The three layers share one classifier, fire at different lifecycle points, and exist because each layer alone leaks. That's not redundancy — that's how you retire a correction permanently.
07 LEVEL 3 · LAW
Session-level guards protect one machine. Conventions the whole project must hold graduate to CI — where no session, agent or human, can ship a violation.
Design-system linter
Raw color values that break in dark mode, component-level theme overrides, states borrowing another state's color family — each violation class is a lint rule that blocks the build.
The standing rule: when a new violation class appears, add a RULE — never run a manual sweep. Sweeps fix instances; rules fix the class.
Doc-coverage ratchet
A baseline file records current documentation coverage. CI fails if coverage drops below it — and the baseline only ever ratchets toward better.
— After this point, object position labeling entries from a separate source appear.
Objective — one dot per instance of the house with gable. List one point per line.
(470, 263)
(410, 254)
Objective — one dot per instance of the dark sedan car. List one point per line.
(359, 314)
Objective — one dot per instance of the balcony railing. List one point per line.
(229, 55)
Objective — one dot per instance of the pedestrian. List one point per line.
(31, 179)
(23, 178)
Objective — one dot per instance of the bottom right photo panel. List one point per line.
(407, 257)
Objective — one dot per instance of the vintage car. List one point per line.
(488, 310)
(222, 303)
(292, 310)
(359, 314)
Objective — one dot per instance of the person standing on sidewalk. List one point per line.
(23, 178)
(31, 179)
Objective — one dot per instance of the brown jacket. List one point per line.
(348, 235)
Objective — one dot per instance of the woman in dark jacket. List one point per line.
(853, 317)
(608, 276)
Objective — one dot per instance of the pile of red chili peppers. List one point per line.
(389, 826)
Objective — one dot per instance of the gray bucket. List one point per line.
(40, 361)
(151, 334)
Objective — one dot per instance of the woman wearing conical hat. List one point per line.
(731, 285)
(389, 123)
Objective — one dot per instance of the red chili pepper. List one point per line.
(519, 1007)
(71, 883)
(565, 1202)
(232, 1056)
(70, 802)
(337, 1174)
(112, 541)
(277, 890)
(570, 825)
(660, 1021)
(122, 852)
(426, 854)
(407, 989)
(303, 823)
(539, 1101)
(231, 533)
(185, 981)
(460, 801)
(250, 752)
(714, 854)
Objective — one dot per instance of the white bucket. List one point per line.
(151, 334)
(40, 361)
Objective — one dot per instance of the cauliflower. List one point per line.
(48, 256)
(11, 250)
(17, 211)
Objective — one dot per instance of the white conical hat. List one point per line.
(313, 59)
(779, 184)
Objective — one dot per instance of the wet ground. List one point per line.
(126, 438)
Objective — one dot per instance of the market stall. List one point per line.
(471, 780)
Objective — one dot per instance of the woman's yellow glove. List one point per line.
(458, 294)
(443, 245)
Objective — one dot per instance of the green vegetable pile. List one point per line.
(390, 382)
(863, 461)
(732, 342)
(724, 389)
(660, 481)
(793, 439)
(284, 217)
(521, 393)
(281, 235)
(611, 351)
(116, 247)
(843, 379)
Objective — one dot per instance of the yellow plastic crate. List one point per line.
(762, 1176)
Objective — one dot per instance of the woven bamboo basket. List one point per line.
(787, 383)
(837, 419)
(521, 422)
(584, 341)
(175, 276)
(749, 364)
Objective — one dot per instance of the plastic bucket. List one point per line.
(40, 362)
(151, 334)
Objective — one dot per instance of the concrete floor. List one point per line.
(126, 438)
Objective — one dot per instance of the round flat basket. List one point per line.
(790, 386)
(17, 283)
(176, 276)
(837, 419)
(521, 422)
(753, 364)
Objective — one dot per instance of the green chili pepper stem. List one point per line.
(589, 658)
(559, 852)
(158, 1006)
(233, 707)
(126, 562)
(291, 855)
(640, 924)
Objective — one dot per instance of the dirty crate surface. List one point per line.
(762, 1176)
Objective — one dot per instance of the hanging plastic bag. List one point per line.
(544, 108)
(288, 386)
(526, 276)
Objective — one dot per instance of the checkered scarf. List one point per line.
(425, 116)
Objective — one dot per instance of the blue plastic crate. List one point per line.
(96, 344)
Drift is structurally impossible; improvement is one-way.
Invariants in CI
Load-bearing facts that grep can't surface — a column written but never read, a flag the runtime can't distinguish — are declared in a catalog that derives live COMPLIANT/NON-COMPLIANT status and runs as a test.
08 ANATOMY
Most guardrails get ripped out within a month, because they block legitimate work once and lose the operator's trust. The ones in this deck share five properties — all quoted or paraphrased from their own docstrings:
1 · Born from an audit
Every guard cites the counted waste or the real incident that created it. No speculative rules — speculation is how you get guards that fight the work.
2 · Fail-open by design
Anything uncertain — unparseable command, missing file, tool error — resolves to allow. In the hooks' own words: "a guard that blocks legitimate solo work gets ripped out; this one only blocks when it is certain."
3 · Deny once, allow the retry
The denial is friction for the reflexive action, not a wall. If the agent re-runs the exact call, it passes — because sometimes full resolution really is needed.
4 · The message teaches
A good denial contains the fix: the downscaled copy already written, the exact worktree command to run. The agent's next action is in the error text.
And fifth: an escape hatch, always — one touch .guard-off away. A guard you can't turn off is a guard you'll delete.
09 HONEST LIMITS
Fail-open is an admission
Choosing to allow on uncertainty means real violations pass when the guard can't be sure. That's the price of keeping the guard installed at all — a strict guard protects nothing after it's deleted.
Guards see tools, not intent
In demo 01's session, a wildcard delete during cleanup destroyed a file no safety net covered — the command was legitimate, the target selection was the error. No tool-boundary guard catches a correctly-formed mistake.
Portability is real work
The image guard shells out to a macOS-native tool; on other platforms that branch simply fails open. Owning small sharp tools means owning their edges — same trade as demo 02.
10 YOUR VERSION OF THIS
If you never touch code
Notice what you keep telling your AI twice. Anything you've corrected three times is not a conversation — it's a missing rule. Write it down where the agent reads it every session.
If you're technical
Audit before you build: count the waste in your own session logs first. Then climb the ladder — wrapper, then hook, then CI gate — and stop at the lowest level that holds.
If you build systems
Design denials as teaching moments: fail open on uncertainty, allow the retry, put the fix in the message, ship an escape hatch. Guards earn permanence by never blocking legitimate work.